III. Unlocks harder problems / problems with more consequences: It seems almost a bit silly that the same model that can write a funny poem will with the same latency be able to prove a new mathematical conjecture. It’s clear that certain problems are harder, or just have more consequences and so need to be thought through more / checked properly. Scaling compute at inference time presents a way for models to tackle these sets of problems, in a way akin to humans who just take longer on more challenging tasks. In this way, it could unlock a whole new set of use cases that models can solve, and also allow for models to be used for things that are very consequential which today they aren’t considered good for given hallucinations and the risk of being wrong.

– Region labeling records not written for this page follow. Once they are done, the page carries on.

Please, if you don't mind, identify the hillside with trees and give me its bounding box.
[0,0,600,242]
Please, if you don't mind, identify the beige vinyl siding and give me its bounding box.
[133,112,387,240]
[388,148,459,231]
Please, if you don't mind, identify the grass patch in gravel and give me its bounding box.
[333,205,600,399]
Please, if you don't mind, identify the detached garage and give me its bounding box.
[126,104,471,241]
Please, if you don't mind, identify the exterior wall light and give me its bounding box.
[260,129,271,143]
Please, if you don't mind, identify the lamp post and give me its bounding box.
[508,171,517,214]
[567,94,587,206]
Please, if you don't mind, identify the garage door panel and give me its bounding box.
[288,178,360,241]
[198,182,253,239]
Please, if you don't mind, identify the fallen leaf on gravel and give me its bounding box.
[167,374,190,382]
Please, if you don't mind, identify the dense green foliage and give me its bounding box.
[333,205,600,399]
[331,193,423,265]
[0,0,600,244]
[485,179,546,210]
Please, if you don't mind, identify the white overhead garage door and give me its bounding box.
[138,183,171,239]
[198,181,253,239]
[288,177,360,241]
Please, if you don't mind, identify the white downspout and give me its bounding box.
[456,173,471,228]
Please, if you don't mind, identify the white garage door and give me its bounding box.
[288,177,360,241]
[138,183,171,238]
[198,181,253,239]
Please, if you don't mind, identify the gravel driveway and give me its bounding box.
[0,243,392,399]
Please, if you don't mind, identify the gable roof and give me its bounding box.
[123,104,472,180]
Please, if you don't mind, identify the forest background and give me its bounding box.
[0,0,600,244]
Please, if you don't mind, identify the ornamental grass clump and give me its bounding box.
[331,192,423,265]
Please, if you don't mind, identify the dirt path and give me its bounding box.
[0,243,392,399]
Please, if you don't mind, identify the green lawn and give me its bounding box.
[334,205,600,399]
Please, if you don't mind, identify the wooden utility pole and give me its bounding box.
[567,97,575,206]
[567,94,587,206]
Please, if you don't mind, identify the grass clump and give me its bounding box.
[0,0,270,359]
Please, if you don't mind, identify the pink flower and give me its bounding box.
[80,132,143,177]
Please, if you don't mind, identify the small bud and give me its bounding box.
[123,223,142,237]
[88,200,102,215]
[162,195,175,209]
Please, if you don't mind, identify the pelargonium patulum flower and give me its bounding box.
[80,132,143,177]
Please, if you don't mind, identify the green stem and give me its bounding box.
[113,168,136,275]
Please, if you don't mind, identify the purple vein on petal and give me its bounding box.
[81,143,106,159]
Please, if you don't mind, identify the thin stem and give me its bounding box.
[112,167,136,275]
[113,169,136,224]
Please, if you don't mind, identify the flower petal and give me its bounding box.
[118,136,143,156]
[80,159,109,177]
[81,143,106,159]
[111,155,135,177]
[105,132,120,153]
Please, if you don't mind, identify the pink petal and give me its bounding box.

While still very early, over time, depending on the task at hand, certain problems may be worth answering immediately (think simple problems or fact-based recall or simple-search based queries), while other ones may be worth spending differing amounts of time reasoning on (from minutes to hours to even days), as Jensen Huang alludes to below:

“The idea that a model before it answers your question has done internal inference 10,000 times on that is not unreasonable. It’s also done tree search, It’s done some simulation, some reflection, it probably has looked up some data … this type of intelligence it’s what we do.” — Jensen Huang, NVIDIA CEO

Closing Thoughts

It’s an exciting time to be building AI or building with AI, and inference-time scaling laws open up new sets of problems that AI wasn’t able to solve or was considered as suitable for. For those building with AI, a few things to potentially ponder:

Scope: What new problems or adjacent problems in the domain that you’re building in are now solvable with the advances in AI? More generally, which ones either require significant reasoning, which could potentially be solved now or soon given the right tools and the latest advances in these models.
Interface: If certain tasks can be solved with AI but may take a lot of reasoning and so take longer, what are the right interfaces to make those available to users? Are chatbots right or should there be more asynchronous interfaces such as via email? How do you set the right expectations with users?
Orchestration and Productization: A new class of problems can now be solved with these models in theory, but how do you put that into practice? What problems do you use o-1 type models on vs not? How do you decide how often to let it think / how many iterations to run? What tools do you have to give the model to get you to the systems working well in production? How do you optimize your costs and keep them reasonable?